I agree with what goes in releases.  There is no issue there.  Trying to make 
everything that gets contributed be covered under the release requirement for 
the satisfaction of hypothetical downstream corporate use, which is how this is 
very easy to spin, is not going to win us any contributors.  

I much prefer us to deal with this on individual, specific, concrete cases.  As 
long as there is permissive use for big chunks, we need to avoid solving 
problems that we intend not to have, lest the law-of-unintended-consequences 
imposes an unaffordable tax.  With regard to existing materials, we will have 
to simply deal with what those are.

This gets concrete by bringing the user-edited/-contributed portions of 
openoffice.org over onto Apache infrastructure (to ensure its preservation and 
operation) and then looking at the reality of what's there and what the 
adjustments need to be.

 - Dennis

PS: There is the prospect that CC-by is not acceptable to be a Category A 
license because of some misguided provisions concerning modes of 
distribution/performance/use.
 
-----Original Message-----
From: Ross Gardler [mailto:[email protected]] 
Sent: Thursday, August 04, 2011 09:19
To: [email protected]
Subject: Re: Access to wiki

On 4 August 2011 15:22, Rob Weir <[email protected]> wrote:
> The other set of concerns I had was with respect to content license.
> Today we seem to have a mix of 4 different licenses for contributed
> content, as well as content that does not have any evident license
> attached to it.  I realize cleaning up the past is nearly impossible,
> But is there anything we can do better going forward?
>
> In particular, please note that I'd like to encourage IBM
> contributions of documentation to the project, along with our Symphony
> work.  For example, we have doc related to enterprise deployment and
> this is applicable to OpenOffice as well as Symphony.  But if we
> contribute this under Apache 2.0 and then it is edited by anonymous
> (or pseudonymous) users who have not signed the iCLA, then our
> contributions can be immediately contaminated by unlicensed (or
> incompatibly licensed) changes, making it impossible for us to use
> future revisions of own doc.  As you can imagine, that would make it
> very difficult for us, or any other corporation, to collaborate on
> documentation.

It is for this reason that content that is intended to be part of an
official Apache release needs to be managed under an iCLA.

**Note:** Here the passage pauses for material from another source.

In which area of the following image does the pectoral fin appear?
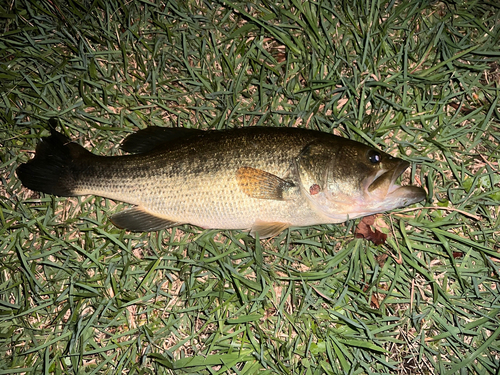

> So that's the essential trade-off.  If we require iCLA for substantial
> content contributors, then you will cause some contributors to stop
> participating  But if you don't require an iCLA, then you will inhibit
> participation from corporations.  And note that this is true for all
> reusable content in the project.  So code, help, documentation and
> translations.  If we want participation from corporations then we need
> to have the means to establish and maintain the pedigree of the
> contributions under a consistent license (or set of compatible
> licenses).

An approach that works well in some other projects is to use the CMS
for official documentation. This means that write access is limited to
those with an iCLA on file. A wiki is made available for user
generated content where anything goes.

Contributions to the wiki are still under the Apache License V2 and
thus the committers looking after the wiki can make a judgement call
with respect to including content from the wiki in the official
documentation.

This is no different to accepting and applying a patch to code. The
committer has to make ask herself "does this patch contain significant
IP, because if it does I need to get an iCLA before applying it".
Furthermore when the committer finds themselves thinking "hey, this is
the fifth significant patch from Joe that I've applied with no
changes" they should propose them as a committer.

The difference between managing code patches and wiki documentation
tweaks is the fact that the content will diverge over time. So a
strategy would be needed for dealing with that.